To us, the four more closely resemble some of the 19th century Plains Indians, who performed the Ghost Dance out of conviction that doing so would restore the lost world of their ancestors. You can go through many rituals, but you cannot wish away the realities of the nuclear age.
That, precisely, is the view that comes through in a December report by another group of national security veterans—a Defense Science Board task force co-chaired by John S. Foster Jr., former head of Pentagon research, and retired Gen. Larry D. Welch, a former Air Force Chief of Staff.
The unclassified 41-page study, “Nuclear Capabilities,” concludes that the US has lost its “national consensus” about its deterrent but needs to formulate a new way to state “the need for and role of nuclear weapons.”
According to the prestigious panel, US efforts to maintain its nuclear weapons are being impeded by opposition from “an influential segment” of Americans—read: anti-nuclearists and arms controllers—with “entrenched views” about deterrence and nuclear proliferation.
In a particularly important passage in the study, the DSB presents not only the “entrenched views” but also alternative views which, in DSB’s estimation, “need to be much more widely understood.”
Entrenched view 1: “Lower numbers of US nuclear weapons are preferable, regardless of the starting point, with zero as the ultimate goal.”
Alternative view: “The desirability of a nuclear-free world is irrelevant” because it’s not possible to erase technology that has been widely understood for decades. The worst outcome would be for the US to end up with a deterrent that is inadequate in the face of weapons of mass destruction (WMD).
Entrenched view 2: “US nuclear development and sustainment activity causes other states to seek … nuclear weapons.”
Alternative view: Countries acquire WMD out of calculations of national interest, “not because they mimic the United States.” If anything, the credibility of US capabilities has led some nations—friend and foe—to forgo their own nukes.
Entrenched view 3: “Non-proliferation is a more important value than nuclear deterrence [of Russia and China] in a post-Cold War era.”
Alternative view: No one can predict the long-term behavior of Russia and China. We have serious differences with both. In light of this, “it is naive to believe that nuclear deterrence is no longer essential to the long-term security of the US.”
Entrenched view 4: “Nuclear weapons should deter only nuclear threats.”
Alternative view: Reserving nuclear deterrence for nuclear threats would mark “a dramatic change from established practice” and is unwise, given the growth of severe chemical and biological threats that must be deterred.
Entrenched view 5: “Deterrence will work reliably without any new nuclear capabilities.”
Alternative view: Most of today’s weapons are well beyond defined service lives.

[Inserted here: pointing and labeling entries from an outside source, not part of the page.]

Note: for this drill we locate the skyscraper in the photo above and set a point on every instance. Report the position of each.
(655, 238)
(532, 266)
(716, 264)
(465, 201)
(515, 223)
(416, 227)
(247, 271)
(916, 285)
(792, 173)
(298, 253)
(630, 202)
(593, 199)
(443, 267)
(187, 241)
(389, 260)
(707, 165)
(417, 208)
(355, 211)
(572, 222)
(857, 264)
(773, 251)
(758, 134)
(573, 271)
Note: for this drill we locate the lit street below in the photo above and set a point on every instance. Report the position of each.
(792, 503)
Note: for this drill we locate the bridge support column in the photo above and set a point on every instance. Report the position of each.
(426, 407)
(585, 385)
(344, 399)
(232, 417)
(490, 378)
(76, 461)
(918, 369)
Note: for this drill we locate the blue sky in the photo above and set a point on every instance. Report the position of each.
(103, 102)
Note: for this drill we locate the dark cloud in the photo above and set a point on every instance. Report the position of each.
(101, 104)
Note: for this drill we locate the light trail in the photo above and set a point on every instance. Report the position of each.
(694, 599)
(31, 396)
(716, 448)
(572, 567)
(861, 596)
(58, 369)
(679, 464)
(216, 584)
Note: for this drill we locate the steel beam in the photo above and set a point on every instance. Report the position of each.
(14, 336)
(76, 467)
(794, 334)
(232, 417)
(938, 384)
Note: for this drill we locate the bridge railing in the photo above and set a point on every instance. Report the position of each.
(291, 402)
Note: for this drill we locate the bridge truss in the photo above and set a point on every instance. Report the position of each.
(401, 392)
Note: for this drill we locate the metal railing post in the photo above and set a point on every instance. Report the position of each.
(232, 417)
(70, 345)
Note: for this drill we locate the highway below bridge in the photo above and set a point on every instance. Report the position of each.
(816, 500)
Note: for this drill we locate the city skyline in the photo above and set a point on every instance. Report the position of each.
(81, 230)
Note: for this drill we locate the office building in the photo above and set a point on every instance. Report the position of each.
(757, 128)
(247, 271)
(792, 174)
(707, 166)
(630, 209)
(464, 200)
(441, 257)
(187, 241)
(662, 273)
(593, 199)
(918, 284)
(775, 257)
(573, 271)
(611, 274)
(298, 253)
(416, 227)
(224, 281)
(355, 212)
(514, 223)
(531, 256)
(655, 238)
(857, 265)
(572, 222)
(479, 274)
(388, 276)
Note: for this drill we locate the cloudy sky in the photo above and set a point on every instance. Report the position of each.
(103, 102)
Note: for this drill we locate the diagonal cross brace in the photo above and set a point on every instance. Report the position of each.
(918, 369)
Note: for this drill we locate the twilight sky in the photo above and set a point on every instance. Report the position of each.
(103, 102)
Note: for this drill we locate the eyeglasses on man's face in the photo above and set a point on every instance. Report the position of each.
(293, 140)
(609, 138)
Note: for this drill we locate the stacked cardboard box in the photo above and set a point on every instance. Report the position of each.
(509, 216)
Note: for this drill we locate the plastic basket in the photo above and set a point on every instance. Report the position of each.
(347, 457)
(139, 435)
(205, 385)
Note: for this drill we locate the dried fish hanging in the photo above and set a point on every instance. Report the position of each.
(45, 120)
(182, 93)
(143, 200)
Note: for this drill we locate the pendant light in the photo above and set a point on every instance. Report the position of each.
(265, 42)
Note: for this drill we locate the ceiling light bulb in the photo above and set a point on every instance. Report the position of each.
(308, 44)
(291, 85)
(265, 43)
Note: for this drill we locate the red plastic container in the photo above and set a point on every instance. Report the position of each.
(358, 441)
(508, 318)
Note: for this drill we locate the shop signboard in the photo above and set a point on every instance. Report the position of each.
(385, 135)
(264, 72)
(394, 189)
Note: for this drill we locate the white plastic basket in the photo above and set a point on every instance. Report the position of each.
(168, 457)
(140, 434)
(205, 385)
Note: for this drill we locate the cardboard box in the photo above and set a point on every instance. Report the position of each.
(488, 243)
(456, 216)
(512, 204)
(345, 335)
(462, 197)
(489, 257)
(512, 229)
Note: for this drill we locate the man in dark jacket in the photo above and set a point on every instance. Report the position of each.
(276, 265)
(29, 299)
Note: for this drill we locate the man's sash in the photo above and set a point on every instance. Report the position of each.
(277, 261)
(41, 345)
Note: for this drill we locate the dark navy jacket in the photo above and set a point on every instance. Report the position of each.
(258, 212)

It will not be possible to sustain the current weapons without replacing some old warheads with new warheads.
The report comes at a good time. The Bush Administration wants Congress to fund “Complex 2030,” a collection of facilities needed to resume nuclear weapons production for the first time in 15 years. Moreover, it wants to begin building several RRW-1 Reliable Replacement Warheads as part of a full weapons program.
Congress should support these initiatives as an urgent measure. Deterrence is still worth keeping, even in a dramatically changed world.